Die Droplet Microarray (DMA)-Plattform stellt eine vielversprechende Lösung dar, die die Stärken von Hochdurchsatz-Screening, Miniaturisierung, Parallelisierung und Demultiplexierung in einem einzigen, vielseitigen System vereint. Es wurde gezeigt, dass diese Plattform Medikamentensensitivitäts- und Reaktionstests (Drug sensitivity and resistance testing = DSRT), medikamenteninduzierte Genexpressionsanalysen (DGEA) und andere wichtige Assays im Nanoliterbereich durchführen kann.
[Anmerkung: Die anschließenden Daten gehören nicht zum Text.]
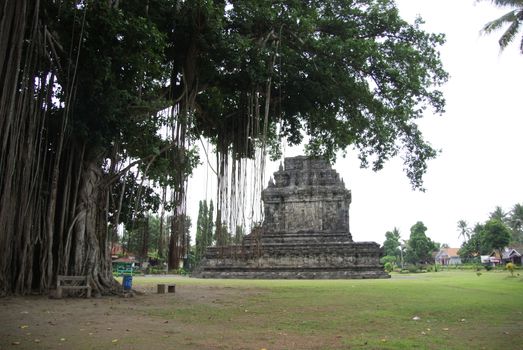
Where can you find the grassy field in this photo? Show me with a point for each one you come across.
(456, 310)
Durch die erhebliche Reduzierung der Proben- und Reagenzienbedarf verbessert die DMA-Plattform die Effizienz und Kosteneffizienz von Hochdurchsatzexperimenten und unterstützt gleichzeitig die Entwicklung personalisierter Strategien für die klinische Anwendung in der Onkologie. Dieser kombinierte Ansatz hat das Potenzial, die funktionelle Präzisionsmedizin zu revolutionieren, indem genauere und individualisierte Behandlungspläne ermöglicht werden, die auf die spezifischen Bedürfnisse jedes Patienten abgestimmt sind.
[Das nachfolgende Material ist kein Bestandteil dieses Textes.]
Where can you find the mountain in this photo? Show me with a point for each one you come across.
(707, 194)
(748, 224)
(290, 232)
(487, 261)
Das erste Projekt stellt eine neuartige Methodik vor, bei der patientenabgeleitete chronisch lymphatische Leukämiezellen (CLL) in eine Hydrogelmatrix auf der DMA-Plattform integriert werden. Dieser Ansatz zielt darauf ab, die erheblichen Herausforderungen bei der Kultivierung von CLL-Zellen zu bewältigen, die zu früher Apoptose neigen und unter konventionellen In-vitro-Bedingungen eine geringe Überlebensfähigkeit aufweisen. Typischerweise erfordern CLL-Zellen eine Co-Kultur mit unterstützenden Stromazellen oder das Vorhandensein löslicher Faktoren, um das Überleben zu fördern und die komplexe Tumormikroumgebung nachzuahmen. Erste Experimente in herkömmlichen Medien zeigten eine drastisch niedrige Zellviabilität, was die Einschränkungen traditioneller Kulturmethoden verdeutlicht. Durch die Integration der Hydrogelmatrix in die DMA-Plattform konnten wir die Viabilität von CLL-Zellen erheblich verbessern und nach 24 Stunden eine bemerkenswerte Überlebensrate von 68 % erreichen, eine signifikante Verbesserung gegenüber herkömmlichen Methoden. Die Hydrogelmatrix bot nicht nur die notwendige strukturelle Unterstützung, sondern schuf auch eine stabile Umgebung, die das Überleben der Zellen über die Zeit hinweg förderte, was sie zu einem wertvollen Werkzeug für das DSRT von patientenabgeleiteten CLL-Zellen macht.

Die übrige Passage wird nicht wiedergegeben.